Q県の軽磐岬の突端に建つ「日影荘」。江戸末期に建てられたこの屋敷は「消人屋敷」と呼ばれ、実際に人が消えたという逸話も残されている。
黒木冬華というペンネームで活躍している作家のタイトルにデジャブを感じた幸田真由里は、失踪した兄の幸田淳也のパソコンに残っていた未発表の小説がそれと同じものであったことを知る。黒木冬華は兄なのか。疑問を抱いていると、真由里の許に一通の招待状が届く。それが日影荘に集まれば真相が分かるというものだった。

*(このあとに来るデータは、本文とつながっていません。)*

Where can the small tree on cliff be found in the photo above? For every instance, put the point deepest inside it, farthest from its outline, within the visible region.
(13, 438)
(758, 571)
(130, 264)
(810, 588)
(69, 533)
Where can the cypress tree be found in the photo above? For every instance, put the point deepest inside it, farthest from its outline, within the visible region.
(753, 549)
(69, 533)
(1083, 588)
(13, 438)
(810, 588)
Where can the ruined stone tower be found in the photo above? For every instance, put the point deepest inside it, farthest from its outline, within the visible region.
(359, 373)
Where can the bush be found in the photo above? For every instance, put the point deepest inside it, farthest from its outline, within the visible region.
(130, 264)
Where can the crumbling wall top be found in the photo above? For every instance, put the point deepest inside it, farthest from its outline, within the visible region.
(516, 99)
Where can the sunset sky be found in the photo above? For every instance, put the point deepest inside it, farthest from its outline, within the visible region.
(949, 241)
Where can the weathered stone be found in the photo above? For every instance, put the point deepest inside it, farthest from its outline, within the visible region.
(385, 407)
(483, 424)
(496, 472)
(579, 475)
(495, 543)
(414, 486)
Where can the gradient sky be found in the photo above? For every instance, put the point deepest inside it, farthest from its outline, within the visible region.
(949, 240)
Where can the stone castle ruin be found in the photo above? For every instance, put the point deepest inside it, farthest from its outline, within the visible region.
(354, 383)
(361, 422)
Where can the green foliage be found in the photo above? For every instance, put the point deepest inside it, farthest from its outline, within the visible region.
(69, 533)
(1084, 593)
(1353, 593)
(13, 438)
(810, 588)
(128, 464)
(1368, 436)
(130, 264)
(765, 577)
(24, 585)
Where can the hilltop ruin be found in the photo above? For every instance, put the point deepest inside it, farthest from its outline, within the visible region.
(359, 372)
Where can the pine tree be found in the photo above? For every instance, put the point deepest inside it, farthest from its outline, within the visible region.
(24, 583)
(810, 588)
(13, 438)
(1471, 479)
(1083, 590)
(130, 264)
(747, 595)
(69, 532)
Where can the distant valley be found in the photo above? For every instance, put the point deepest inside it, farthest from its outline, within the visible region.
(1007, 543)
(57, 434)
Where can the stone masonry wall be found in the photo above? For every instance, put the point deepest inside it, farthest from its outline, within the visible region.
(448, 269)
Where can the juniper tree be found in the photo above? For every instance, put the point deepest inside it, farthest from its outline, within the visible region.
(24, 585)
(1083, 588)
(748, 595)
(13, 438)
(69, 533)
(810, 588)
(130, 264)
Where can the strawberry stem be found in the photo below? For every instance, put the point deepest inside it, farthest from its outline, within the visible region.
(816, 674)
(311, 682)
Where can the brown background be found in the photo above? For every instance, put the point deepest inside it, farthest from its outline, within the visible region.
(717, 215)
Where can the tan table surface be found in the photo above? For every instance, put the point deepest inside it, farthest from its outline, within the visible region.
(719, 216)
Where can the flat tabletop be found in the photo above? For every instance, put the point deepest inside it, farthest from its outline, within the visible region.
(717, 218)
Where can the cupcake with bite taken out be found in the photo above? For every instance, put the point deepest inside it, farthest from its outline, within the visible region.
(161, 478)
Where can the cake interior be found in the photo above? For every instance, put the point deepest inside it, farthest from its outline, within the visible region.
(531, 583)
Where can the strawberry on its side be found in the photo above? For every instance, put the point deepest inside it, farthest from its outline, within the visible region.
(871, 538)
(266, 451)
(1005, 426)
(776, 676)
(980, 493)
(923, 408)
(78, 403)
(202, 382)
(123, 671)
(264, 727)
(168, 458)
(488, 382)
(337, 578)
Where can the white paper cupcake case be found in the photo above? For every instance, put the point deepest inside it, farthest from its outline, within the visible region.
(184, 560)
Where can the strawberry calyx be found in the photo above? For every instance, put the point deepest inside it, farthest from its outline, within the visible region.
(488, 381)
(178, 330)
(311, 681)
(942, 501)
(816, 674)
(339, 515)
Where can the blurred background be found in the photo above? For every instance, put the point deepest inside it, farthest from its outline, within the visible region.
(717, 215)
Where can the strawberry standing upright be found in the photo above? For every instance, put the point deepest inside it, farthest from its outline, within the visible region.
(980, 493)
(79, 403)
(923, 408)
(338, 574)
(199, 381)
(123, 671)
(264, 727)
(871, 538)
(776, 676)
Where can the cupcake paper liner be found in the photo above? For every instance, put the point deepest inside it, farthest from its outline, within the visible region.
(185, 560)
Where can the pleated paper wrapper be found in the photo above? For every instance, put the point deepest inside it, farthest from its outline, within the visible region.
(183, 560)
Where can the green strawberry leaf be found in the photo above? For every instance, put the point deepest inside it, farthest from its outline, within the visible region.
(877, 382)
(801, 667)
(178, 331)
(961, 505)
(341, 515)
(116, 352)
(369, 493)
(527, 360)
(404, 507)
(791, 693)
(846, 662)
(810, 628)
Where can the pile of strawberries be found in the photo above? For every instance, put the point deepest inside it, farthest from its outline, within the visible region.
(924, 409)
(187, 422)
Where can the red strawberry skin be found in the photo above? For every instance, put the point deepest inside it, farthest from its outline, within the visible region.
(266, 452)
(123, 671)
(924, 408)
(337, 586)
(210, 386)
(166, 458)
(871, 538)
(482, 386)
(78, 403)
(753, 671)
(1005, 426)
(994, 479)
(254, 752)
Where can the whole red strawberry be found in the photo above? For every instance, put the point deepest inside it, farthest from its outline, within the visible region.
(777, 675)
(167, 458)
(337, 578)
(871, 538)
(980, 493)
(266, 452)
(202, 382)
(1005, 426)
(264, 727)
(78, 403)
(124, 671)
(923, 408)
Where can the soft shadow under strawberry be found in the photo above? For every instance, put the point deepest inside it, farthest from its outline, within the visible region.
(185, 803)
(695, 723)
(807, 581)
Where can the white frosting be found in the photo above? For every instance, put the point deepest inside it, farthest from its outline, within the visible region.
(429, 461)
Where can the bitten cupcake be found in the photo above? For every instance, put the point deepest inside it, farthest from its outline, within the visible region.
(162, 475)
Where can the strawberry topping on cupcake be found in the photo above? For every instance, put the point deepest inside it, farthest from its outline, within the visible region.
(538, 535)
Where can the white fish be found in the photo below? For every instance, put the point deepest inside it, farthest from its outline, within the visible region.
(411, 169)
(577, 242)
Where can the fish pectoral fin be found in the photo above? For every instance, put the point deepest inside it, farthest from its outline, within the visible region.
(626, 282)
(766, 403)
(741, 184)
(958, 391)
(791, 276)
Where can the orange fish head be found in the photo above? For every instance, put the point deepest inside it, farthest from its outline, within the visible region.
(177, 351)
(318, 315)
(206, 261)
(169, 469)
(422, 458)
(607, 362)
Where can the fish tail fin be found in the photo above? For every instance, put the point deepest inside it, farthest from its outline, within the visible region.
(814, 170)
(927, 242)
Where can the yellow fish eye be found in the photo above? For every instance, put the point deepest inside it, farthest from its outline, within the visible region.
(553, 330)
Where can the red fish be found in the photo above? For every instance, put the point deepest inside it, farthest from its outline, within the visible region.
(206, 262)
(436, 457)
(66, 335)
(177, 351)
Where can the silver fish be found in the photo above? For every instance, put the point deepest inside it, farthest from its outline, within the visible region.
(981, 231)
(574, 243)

本書は読者をいろいろとミスリードする仕掛けが施されていますので、読み進めていくうちに「?」があちこちで浮かんできます。「わたし」という一人称で語っている節がいくつかありますが、それが果たして誰なのか、とか、「日影荘の五人」という章のタイトルも「あれ、なんで五人なんだ?」となったりしますので、その疑問を大事に抱えて読み進めないといけません。

それにしてもよくできているなぁこれ

と唸ってしまいました。これは絶対に読み返すわ。この節はだれが語り部で、いつのことなのか。事件の時系列とその主体がこんがらがりそうになりますが、読み進めれば納得ですので、最後はすっきりします。この仕掛けは「意地の悪いひっかけ」というよりは「なるほどこれはうまいミスリードだわ」という感じですので、本書はもうちょっと評価されても良いんじゃないですかね。少なくとも、自分は本書を支持します!